I grew up as an Army brat (my career officer father very nearly got fragged in Vietnam) and would find this sappy, manipulative drivel almost *hilarious* were it not taking the place of the crucial reporting they *ought* to be doing...

Porter Melmoth said...

Yes indeed, it was a shameful day when the BBC cowed to the Blair Division Ltd. of the Bush Machine. Buzzflash, Crooks & Liars, and like blogs remain as beacons in the darkness.

Porter Melmoth said...

My dad served honorably in the Pacific in WWII and has never grandstanded about the military, nor did any of his contemporaries that I can recall. During Vietnam he had the guts to recommend to draftees that they take the conscientious objector route, as that war was immoral.
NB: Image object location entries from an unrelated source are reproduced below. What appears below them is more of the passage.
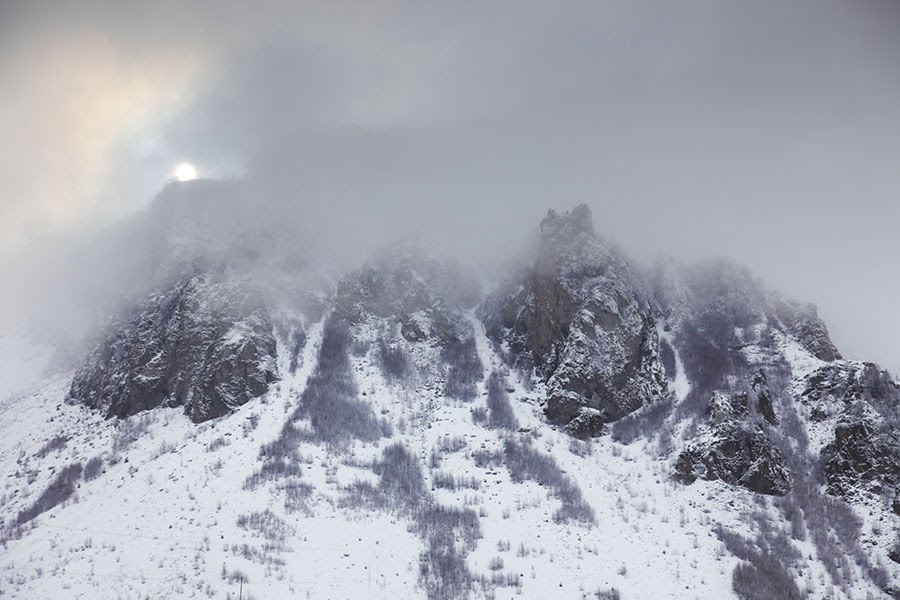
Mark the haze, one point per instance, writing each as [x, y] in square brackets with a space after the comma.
[764, 131]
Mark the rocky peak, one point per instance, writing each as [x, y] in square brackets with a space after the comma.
[205, 344]
[733, 446]
[580, 318]
[567, 227]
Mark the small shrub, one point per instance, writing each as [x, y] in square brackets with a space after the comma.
[60, 489]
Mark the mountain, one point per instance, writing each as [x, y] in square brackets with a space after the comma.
[243, 422]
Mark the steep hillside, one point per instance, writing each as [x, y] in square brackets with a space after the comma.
[587, 430]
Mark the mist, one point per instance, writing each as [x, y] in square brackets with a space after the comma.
[765, 132]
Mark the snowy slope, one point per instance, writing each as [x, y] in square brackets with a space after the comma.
[166, 519]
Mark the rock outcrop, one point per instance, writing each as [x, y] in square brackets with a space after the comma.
[206, 345]
[864, 454]
[425, 297]
[579, 317]
[734, 449]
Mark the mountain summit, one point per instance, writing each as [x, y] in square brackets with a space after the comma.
[586, 429]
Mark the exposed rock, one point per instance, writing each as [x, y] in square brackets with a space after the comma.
[832, 388]
[424, 296]
[206, 344]
[764, 407]
[735, 450]
[578, 316]
[803, 322]
[865, 452]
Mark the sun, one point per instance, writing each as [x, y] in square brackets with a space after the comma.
[185, 172]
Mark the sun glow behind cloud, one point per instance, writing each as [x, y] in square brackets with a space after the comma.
[185, 172]
[78, 105]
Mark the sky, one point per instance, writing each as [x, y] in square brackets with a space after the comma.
[764, 131]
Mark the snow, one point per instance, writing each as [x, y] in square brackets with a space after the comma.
[165, 523]
[680, 384]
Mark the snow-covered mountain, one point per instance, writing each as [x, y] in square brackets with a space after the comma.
[585, 429]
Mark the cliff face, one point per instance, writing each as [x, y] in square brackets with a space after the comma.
[579, 316]
[206, 344]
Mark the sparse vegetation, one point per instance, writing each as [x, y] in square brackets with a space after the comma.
[464, 370]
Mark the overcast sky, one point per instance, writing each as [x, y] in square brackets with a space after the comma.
[768, 131]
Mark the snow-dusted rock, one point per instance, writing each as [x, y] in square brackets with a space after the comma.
[206, 344]
[580, 317]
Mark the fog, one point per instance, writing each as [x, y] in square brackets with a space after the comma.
[764, 131]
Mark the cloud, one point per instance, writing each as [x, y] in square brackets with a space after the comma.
[760, 130]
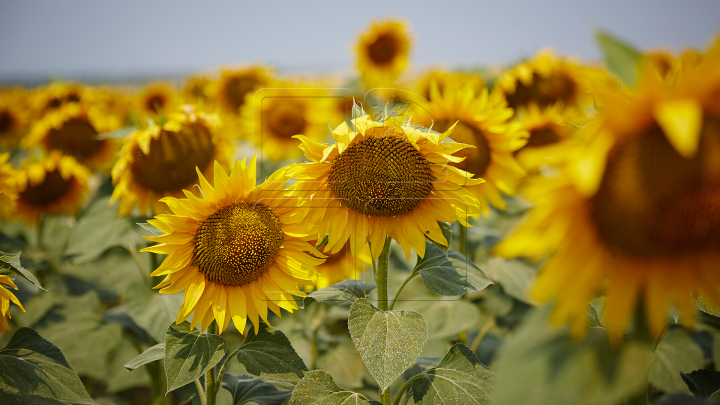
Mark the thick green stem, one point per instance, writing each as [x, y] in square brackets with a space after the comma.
[210, 383]
[382, 273]
[397, 294]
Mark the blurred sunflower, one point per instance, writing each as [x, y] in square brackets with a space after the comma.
[73, 129]
[8, 192]
[156, 98]
[549, 136]
[5, 297]
[238, 251]
[274, 116]
[55, 185]
[636, 213]
[382, 52]
[235, 84]
[384, 179]
[484, 121]
[342, 266]
[160, 160]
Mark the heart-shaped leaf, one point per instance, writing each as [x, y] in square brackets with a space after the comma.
[459, 379]
[190, 353]
[30, 364]
[318, 388]
[389, 342]
[270, 354]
Regarding the Iraq War, he can hardly even shake his head in disgust. 'This isn't what we fought for,' he managed to say.
In John Ford's elegiac Civil War segment of the film 'How The West Was Won', before the war really gets going, a character says, 'There ain't much glory marching behind a plow.' After Shiloh, another character says, 'There ain't much glory with your guts hanging out.'
The cheapness of the Bush Sissyhawks is that they are ruthless exploiters of people's sentiments. The shallowness of NPR fits this exploitation very well, thank you.

Anonymous said...

I'm a veteran. I appreciate the wreath-laying whole-heartedly, and the NPR story to a certain degree. But the phony bastards who say "support the troops" to justify continued war against Iraq can go hang themselves.

Porter Melmoth said...

Amen, kevan. Honor the honorable, but not the fakes.